METHOD: Working with privately trained local people, the community made sketch maps as part of development planning. The Kalahan Foundation used its own foresters and surveyors to produce triangulated parcel surveys from these maps which were accurate enough to meet DENR standards.
RESULT: The self-generated map was used by the Kalahan Foundation for its own developmental purposes. But the Foundation pointed out that the maps could not be submitted to the government, because the DENR is interested only in boundary maps made to its own specifications.
____________________________________________________________
47. Philippines: Palawan / GIS
PROJECT STATUS: Current.
LOCAL ORG: National Tribal Filipinos Organization of Palawan (NATRIPAL).
NATIONAL ORG: Department Environment and Natural Resources (DENR).
EXTERNAL ORG: Clark University.
DONOR AGENCY: Biodiversity Support Program, Biodiversity Conservation Network.
CONTACT: Atty. Gerthie Mayo-Anda (NGO Rep.) Unit 2, Garcellana Complex, Rizal Avenue, Puerto Princesa City, Palawan, Philippines.

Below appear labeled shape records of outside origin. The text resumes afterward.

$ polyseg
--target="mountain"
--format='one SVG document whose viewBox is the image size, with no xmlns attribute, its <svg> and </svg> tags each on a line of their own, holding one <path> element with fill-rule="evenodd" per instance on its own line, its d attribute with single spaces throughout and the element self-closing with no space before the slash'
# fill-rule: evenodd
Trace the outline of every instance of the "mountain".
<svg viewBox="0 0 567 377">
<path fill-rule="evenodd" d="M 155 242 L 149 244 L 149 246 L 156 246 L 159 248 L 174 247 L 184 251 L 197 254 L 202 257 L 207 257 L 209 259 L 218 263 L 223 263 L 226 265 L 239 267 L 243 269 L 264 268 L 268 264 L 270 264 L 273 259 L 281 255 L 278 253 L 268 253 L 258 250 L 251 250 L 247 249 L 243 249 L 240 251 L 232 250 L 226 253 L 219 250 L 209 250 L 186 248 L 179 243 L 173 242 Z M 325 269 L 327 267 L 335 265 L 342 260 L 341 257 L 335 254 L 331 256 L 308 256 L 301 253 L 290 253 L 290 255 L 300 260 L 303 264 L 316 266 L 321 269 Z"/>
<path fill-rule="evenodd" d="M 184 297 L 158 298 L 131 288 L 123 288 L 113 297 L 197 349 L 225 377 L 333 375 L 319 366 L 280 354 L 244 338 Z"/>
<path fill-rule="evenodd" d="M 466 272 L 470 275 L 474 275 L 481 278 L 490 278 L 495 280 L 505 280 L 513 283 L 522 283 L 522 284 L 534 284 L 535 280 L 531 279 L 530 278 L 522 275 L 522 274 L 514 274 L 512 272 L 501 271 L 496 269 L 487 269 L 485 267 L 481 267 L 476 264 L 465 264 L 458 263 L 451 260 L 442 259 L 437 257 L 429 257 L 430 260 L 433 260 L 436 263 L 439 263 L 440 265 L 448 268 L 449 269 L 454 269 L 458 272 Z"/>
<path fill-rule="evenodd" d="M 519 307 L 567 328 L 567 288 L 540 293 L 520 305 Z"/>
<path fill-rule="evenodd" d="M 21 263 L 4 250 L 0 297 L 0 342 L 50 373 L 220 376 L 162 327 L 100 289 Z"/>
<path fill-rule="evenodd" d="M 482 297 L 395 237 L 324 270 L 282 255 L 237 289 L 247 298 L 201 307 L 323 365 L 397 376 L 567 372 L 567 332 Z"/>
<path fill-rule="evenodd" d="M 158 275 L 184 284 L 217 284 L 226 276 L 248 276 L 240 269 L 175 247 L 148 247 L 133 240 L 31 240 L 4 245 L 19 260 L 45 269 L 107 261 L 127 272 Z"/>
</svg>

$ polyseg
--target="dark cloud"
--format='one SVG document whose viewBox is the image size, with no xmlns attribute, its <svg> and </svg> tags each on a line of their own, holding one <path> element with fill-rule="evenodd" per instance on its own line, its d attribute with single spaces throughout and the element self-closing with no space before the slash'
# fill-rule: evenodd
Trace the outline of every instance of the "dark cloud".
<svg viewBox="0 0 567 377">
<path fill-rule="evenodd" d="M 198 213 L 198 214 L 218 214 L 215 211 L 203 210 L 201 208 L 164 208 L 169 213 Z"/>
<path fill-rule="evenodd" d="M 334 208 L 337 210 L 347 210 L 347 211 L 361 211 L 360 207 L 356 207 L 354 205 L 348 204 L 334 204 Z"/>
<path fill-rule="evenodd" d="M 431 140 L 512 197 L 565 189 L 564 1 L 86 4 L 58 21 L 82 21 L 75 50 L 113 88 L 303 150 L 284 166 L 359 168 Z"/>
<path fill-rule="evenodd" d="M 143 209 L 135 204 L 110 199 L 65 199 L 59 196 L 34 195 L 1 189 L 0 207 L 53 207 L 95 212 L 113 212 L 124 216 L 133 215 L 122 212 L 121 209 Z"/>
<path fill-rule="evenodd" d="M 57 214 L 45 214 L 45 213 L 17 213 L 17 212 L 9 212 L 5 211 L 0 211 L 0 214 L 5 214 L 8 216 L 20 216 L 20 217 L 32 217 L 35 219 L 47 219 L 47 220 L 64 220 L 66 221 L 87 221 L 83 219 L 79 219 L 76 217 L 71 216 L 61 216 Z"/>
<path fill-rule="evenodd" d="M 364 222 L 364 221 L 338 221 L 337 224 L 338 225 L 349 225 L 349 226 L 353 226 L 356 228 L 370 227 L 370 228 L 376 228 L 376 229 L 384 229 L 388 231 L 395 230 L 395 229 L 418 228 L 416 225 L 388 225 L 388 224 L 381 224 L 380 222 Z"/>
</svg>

NATRIPAL/Tribal Filipino Apostolate (TFA), c/o Apostolic Vicariate of Palawan, Quasi Parish of San Jose, 5300 Puerto Princesa City, Palawan, Philippines.

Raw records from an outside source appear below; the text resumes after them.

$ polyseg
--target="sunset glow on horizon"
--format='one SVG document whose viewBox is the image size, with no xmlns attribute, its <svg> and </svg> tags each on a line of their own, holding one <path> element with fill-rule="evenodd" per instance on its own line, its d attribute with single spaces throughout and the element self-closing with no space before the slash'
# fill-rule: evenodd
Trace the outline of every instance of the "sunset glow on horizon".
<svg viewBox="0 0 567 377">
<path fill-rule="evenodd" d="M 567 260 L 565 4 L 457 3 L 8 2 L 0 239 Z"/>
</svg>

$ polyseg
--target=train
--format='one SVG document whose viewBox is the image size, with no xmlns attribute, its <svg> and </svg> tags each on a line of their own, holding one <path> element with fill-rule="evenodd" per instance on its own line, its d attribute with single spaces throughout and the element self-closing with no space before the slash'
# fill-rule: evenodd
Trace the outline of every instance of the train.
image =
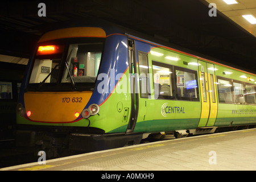
<svg viewBox="0 0 256 182">
<path fill-rule="evenodd" d="M 21 85 L 17 145 L 55 155 L 255 127 L 256 75 L 170 45 L 99 20 L 44 33 Z"/>
<path fill-rule="evenodd" d="M 0 146 L 3 147 L 15 139 L 16 107 L 26 67 L 0 62 Z"/>
</svg>

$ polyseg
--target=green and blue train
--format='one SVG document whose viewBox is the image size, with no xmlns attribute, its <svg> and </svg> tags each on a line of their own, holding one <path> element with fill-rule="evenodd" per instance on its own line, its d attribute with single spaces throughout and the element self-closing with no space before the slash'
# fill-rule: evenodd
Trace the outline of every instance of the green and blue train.
<svg viewBox="0 0 256 182">
<path fill-rule="evenodd" d="M 154 134 L 256 124 L 256 75 L 87 21 L 45 33 L 17 106 L 18 143 L 92 151 Z"/>
</svg>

Frank Hicks, BCN Regional Representative/Philippines, 151 B. Gonzales Street, Quezon City, 1108 Metro Manila, Philippines. Tel: 632-992-017 Fax: 632-984-997.
John Auble, IDRISI Project, Clark University, 950 Main Street, Worcester, MA 01610-1477. Tel: 508-849-2310 Fax: 508-793-8842.
REFERENCES: Royo 1994.
OBJECTIVE: To use GIS to both integrate and locate points of conflict between three overall project objectives: 1) preservation and development of indigenous communities, 2) environmental conservation, and 3) creation of economic opportunity and to use GIS as a comprehensive assessment and planning tool shared by groups with potentially divergent interests who seek to arrive at a common perspective by virtue of involving these groups in a shared purpose.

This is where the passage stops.